When she was 15, Bawse started working as a domestic worker in Jakarta, after her family decided to take her out of school to prioritise her younger brother’s education. “In our small village, there were only two options left for me. Getting married or working as a domestic worker in the capital. I didn’t know much about life, so I decided to start working.”

After working for two and a half years in Jakarta, she got employed in Singapore. It was there that her mental health started to deteriorate. The strict employment laws in Singapore, as well as society’s treatment of domestic workers, left her feeling isolated. “I wasn’t allowed to go anywhere by myself, and my only contact with the world, my friends, family, was through the payphone downstairs.” She lasted three years in that environment. 

She came to Hong Kong 13 years ago, but even then the state of her mental health was poor. “At that point, I realised I had already been a domestic worker for more than a decade and I didn’t know who I was, what I wanted in life and why I was in Hong Kong. I literally had nothing to my name.”

She started to ask around about these “confusing and sad feelings” that she experienced, but found little to no support. As mental illness is still a taboo topic in Indonesia, she was afraid to be labelled as someone “who [has] lost her mind”—and thus be even more isolated.

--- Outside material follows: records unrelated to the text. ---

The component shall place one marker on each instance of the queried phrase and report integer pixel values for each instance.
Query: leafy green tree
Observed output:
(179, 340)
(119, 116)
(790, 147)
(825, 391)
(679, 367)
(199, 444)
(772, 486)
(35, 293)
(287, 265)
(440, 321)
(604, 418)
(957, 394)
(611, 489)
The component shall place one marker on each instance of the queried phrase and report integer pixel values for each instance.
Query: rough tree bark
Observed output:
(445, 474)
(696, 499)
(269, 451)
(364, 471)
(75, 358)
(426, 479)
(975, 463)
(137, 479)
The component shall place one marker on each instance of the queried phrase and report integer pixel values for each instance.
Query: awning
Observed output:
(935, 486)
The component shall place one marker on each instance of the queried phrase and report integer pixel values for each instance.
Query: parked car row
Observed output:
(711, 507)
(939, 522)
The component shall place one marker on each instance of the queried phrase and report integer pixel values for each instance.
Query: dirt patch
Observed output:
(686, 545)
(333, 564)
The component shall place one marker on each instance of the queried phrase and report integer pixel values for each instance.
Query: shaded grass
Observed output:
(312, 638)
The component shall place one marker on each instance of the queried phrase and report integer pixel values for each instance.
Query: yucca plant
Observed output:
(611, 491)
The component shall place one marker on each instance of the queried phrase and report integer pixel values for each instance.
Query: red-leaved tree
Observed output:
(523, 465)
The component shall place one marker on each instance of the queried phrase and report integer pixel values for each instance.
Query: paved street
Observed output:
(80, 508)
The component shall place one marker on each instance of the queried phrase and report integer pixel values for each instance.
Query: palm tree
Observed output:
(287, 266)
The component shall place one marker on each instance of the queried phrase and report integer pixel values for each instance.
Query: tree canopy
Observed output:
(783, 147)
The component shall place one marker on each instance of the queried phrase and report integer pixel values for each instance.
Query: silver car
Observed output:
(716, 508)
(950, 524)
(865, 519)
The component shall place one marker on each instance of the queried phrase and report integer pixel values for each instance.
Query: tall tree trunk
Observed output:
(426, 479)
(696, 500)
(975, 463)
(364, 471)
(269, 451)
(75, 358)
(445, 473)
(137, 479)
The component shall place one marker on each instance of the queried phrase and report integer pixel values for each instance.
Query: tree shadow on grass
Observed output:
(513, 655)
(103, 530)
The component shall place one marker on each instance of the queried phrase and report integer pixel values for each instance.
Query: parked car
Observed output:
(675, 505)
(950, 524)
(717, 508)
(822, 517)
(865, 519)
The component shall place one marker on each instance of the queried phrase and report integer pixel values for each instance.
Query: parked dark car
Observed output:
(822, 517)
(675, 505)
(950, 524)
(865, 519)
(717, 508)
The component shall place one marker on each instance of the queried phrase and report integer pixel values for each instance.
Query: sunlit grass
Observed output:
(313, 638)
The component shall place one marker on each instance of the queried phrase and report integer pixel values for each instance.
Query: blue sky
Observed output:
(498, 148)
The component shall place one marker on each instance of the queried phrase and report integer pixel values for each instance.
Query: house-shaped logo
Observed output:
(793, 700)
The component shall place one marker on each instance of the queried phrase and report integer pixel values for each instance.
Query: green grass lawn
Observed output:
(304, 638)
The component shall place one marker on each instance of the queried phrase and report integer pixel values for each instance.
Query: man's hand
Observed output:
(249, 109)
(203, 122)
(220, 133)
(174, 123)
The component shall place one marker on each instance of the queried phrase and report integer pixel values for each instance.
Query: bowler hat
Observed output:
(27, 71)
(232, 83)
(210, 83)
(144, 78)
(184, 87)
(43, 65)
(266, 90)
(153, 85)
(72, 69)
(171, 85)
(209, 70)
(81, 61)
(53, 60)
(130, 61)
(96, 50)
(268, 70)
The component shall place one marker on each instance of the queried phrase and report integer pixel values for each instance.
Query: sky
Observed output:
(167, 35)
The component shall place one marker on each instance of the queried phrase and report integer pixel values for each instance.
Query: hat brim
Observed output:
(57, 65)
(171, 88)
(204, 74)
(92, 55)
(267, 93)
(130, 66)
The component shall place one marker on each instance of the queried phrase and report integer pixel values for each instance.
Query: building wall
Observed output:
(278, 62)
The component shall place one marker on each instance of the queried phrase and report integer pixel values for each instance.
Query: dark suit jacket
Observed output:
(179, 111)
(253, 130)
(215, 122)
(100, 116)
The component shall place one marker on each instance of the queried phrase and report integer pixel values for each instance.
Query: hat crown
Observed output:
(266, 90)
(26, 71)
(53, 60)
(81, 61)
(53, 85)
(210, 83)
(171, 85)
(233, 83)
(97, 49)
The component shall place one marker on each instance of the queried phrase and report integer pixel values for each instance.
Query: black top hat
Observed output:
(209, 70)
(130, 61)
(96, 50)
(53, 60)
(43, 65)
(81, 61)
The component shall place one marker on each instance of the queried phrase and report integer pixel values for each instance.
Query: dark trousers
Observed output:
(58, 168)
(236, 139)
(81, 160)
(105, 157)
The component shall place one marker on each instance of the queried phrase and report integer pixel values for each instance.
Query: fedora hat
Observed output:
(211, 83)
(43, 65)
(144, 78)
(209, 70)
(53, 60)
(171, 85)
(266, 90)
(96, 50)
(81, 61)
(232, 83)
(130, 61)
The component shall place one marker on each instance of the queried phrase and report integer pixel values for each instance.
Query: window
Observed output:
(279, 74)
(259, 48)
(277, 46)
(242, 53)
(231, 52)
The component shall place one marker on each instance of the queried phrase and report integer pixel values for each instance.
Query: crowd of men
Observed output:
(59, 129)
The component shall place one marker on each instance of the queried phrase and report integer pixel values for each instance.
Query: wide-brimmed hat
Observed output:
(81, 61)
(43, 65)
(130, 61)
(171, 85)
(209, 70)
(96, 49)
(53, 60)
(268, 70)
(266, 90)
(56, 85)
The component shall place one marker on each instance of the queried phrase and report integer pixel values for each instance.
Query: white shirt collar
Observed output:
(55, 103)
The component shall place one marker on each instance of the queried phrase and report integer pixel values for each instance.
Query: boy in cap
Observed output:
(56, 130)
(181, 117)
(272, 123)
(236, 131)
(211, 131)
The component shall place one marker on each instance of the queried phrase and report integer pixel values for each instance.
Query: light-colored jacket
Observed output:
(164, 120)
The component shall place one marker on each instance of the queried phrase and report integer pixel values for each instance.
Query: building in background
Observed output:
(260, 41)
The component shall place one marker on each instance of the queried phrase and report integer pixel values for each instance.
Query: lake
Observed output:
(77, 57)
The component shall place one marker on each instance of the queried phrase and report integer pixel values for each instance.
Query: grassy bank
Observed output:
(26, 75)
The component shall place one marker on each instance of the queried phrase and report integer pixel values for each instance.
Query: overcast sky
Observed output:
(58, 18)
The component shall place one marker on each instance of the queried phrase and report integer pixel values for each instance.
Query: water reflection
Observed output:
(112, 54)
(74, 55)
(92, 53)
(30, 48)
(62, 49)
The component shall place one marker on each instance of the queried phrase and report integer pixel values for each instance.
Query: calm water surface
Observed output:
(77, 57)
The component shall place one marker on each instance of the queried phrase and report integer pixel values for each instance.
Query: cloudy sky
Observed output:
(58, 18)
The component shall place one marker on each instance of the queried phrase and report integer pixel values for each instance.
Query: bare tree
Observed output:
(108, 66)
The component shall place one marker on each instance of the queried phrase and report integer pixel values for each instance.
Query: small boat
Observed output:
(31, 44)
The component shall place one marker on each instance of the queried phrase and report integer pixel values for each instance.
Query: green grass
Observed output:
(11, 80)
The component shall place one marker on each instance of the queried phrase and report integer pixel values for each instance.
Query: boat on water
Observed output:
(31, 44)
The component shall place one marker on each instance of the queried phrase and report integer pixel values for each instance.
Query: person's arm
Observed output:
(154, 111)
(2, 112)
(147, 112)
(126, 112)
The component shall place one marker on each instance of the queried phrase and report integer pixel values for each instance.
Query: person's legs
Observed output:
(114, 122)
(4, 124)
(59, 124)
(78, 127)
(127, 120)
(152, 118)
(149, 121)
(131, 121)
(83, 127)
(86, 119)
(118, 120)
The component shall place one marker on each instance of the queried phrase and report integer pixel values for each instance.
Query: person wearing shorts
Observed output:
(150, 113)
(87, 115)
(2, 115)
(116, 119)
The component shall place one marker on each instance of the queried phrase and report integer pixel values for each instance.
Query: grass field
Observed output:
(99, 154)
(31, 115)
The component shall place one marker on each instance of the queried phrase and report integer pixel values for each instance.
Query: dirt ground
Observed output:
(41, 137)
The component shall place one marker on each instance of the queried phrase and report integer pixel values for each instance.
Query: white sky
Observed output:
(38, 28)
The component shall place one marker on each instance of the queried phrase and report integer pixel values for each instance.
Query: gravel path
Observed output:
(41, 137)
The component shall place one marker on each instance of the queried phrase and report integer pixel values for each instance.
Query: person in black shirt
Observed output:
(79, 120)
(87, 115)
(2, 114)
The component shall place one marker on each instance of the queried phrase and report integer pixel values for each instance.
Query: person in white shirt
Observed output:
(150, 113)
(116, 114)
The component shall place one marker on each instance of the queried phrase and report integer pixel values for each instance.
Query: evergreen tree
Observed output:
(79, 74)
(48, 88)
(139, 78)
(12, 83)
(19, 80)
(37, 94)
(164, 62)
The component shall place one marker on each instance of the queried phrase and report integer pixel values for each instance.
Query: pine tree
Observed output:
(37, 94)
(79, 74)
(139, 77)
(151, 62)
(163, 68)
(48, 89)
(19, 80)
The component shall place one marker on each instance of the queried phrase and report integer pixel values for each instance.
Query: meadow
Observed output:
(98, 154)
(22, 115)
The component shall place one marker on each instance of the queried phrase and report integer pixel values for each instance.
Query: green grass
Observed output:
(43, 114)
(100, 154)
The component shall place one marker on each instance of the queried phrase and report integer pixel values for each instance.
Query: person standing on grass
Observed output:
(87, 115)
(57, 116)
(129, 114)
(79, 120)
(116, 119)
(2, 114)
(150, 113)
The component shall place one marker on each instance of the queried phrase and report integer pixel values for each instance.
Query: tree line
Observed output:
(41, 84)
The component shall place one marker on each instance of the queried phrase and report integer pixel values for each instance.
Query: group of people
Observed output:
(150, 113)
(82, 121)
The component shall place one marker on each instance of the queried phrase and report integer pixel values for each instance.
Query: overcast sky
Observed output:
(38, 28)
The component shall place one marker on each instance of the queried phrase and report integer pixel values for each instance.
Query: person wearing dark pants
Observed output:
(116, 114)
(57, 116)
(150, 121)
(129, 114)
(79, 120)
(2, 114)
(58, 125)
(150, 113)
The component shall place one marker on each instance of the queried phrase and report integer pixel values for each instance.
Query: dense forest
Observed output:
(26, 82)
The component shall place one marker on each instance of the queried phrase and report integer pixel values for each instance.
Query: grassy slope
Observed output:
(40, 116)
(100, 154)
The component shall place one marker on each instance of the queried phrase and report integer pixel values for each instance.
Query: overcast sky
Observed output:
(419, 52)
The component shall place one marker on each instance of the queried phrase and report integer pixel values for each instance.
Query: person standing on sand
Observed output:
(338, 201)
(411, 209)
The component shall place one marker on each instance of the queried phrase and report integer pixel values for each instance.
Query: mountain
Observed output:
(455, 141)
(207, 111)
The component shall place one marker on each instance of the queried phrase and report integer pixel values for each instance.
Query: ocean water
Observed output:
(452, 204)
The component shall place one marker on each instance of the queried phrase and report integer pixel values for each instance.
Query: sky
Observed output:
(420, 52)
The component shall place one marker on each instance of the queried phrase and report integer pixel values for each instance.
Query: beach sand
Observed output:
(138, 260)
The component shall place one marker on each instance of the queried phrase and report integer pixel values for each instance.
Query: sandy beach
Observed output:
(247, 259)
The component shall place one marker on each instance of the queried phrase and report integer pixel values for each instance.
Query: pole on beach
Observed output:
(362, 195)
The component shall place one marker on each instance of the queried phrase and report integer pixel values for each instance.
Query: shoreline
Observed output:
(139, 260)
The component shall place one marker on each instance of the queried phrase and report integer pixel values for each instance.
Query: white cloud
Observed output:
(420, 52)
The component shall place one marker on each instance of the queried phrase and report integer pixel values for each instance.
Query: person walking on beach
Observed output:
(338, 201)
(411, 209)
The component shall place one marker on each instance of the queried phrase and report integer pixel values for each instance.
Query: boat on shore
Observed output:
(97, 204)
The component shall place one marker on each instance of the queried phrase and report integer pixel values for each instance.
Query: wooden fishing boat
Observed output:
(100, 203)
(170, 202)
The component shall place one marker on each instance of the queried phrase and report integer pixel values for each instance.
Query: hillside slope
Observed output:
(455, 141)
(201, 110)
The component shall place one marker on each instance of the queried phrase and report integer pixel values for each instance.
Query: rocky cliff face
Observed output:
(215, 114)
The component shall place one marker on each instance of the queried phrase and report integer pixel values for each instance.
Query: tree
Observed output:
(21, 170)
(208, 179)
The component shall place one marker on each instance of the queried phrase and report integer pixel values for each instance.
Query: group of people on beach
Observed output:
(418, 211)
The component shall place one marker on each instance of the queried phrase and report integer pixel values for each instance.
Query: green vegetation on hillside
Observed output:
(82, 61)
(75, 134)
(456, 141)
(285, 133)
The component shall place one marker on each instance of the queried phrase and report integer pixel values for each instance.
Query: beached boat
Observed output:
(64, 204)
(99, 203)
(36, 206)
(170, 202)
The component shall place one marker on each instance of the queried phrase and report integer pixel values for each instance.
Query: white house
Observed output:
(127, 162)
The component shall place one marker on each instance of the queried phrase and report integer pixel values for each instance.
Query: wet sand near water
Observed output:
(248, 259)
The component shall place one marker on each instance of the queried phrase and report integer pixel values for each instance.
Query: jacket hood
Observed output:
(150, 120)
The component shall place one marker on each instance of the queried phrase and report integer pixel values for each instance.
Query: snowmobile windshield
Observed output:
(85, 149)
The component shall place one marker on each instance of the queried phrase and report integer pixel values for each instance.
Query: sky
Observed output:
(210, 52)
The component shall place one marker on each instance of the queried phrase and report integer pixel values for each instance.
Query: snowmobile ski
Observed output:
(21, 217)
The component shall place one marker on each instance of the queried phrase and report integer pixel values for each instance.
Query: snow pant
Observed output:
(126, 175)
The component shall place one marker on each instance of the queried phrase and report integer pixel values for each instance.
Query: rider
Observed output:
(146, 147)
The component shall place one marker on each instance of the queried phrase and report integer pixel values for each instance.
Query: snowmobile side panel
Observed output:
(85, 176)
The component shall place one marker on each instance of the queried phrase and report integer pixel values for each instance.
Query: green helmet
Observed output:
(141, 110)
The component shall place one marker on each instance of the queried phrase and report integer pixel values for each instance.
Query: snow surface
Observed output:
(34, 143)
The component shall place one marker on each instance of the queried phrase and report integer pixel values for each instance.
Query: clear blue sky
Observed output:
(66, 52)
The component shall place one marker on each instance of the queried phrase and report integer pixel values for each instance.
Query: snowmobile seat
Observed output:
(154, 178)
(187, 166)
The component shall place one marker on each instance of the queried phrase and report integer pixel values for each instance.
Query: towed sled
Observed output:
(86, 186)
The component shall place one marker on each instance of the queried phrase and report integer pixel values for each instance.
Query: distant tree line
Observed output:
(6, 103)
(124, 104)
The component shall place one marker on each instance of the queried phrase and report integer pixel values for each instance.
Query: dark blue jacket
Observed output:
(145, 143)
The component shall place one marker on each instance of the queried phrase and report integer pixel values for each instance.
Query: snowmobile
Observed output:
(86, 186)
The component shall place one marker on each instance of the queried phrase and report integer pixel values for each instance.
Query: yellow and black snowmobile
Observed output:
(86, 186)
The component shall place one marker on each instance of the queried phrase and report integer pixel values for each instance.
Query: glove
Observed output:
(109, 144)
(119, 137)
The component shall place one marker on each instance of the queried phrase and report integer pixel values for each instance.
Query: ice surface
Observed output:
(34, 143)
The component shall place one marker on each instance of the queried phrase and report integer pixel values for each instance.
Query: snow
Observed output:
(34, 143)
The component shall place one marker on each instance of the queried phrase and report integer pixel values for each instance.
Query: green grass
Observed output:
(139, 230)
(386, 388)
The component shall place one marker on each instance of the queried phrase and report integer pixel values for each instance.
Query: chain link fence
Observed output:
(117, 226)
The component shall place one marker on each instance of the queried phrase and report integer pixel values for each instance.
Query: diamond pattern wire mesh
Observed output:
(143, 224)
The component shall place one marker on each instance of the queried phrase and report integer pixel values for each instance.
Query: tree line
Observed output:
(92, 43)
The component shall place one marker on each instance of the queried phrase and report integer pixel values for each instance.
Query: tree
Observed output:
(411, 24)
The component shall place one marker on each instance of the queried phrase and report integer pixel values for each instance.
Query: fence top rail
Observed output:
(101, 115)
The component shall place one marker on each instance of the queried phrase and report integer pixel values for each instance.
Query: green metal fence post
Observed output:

Once she built up the courage to Google her symptoms, she realised that she was suffering from depression. She managed to get help from a pro bono psychologist, but also started to learn more from YouTube videos and podcasts about self-help and mental health. While this helped her, she realised that it wasn’t fully adapted to her situation. “It’s common advice to stop what you’re doing when you feel overwhelmed, and meditate. I’m living in someone else’s home. I can’t just stop what I’m doing to meditate.”

So she founded Self-Love Cupid in order to adapt and share the learnings from therapy with her fellow domestic workers.

Self-Love Cupid, a sharing platform to discuss mental health

Self-Love Cupid was originally founded as a Facebook page where Bawse shared what she had learnt through therapy and online research, and explained how to adapt this knowledge to the domestic workers’ community. It was also a platform to discuss—and normalise—mental health issues.

She hosted a dozen Facebook live sessions from 11pm to 12am for a while, but realised how unsustainable it was for the community, who were tired after a long day of work. As her page started to grow, she took it to the next level.

“I received a social justice fellowship from the Resolve Foundation, where I learnt from people working in this field of activity. In parallel, I started to establish more meetings and workshops on Sundays. Volunteers started to help me manage our community, and now we’re getting bigger and bigger.”

She has also expanded the scope of Self-Love Cupid’s services. On top of her workshops, she invites guests—such as therapists—to share on the platform, prepares educational pamphlets, and organises classes on sex education and empowerment.

“These are the kinds of workshop our community has been waiting for, but didn’t get because people mostly see us as workers, not as women working. Most of us have been working since we were teenagers, and some of us don’t know anything about their bodies.”

While mainly working for a small community—mostly comprising Indonesian domestic workers—Self-Love Cupid also tries to expand its reach through collaborations with NGOs. Bawse explains that many of these organisations come to talk to them, and help them implement things at a larger scale.

“It’s fantastic to inspire change for our community and get help doing so, I hope our contribution continues to be recognised,” she says, adding that it's sometimes challenging to receive the credits they deserve.

“We know our problems better than any NGO. If they see us as a problem, then we also want to be part of the solution.”